A woman reading the nutrition label of a prepared food item.The CDC Vital Signs program is a call to action each month concerning a single, important public health topic. For American Heart Month, the February edition of CDC Vital Signs focuses on the amount of sodium in Americans’ diets and what we can do to reduce it.

About 90% of Americans eat more sodium than is recommended for a healthy diet.
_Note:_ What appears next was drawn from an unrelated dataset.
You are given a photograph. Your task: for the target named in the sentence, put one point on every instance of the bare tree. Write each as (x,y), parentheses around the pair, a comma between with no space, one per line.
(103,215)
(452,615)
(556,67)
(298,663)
Too much sodium increases a person’s risk for high blood pressure. High blood pressure often leads to heart disease, stroke, and other vascular diseases. To learn more about sodium in your diet, visit http://www.cdc.gov/vitalsigns/Sodium/index.html.

Key Messages

  • About 90% of Americans aged 2 years and older eat too much sodium.
  • Reducing the sodium Americans eat by 1200 mg per day on average could save $20 billion a year in medical costs.
  • Most of the sodium we eat comes from processed foods and foods prepared in restaurants.
  • 44% of the sodium we eat comes from 10 types of foods.
  • Different brands of the same foods may have different sodium levels. For example, sodium in chicken noodle soup can vary by as much as 840 milligrams (mg) per serving so be sure to read the labels on foods.
  • Over 800,000 people die each year from heart disease, stroke and other vascular diseases, costing the nation $273 billion health care dollars in 2010.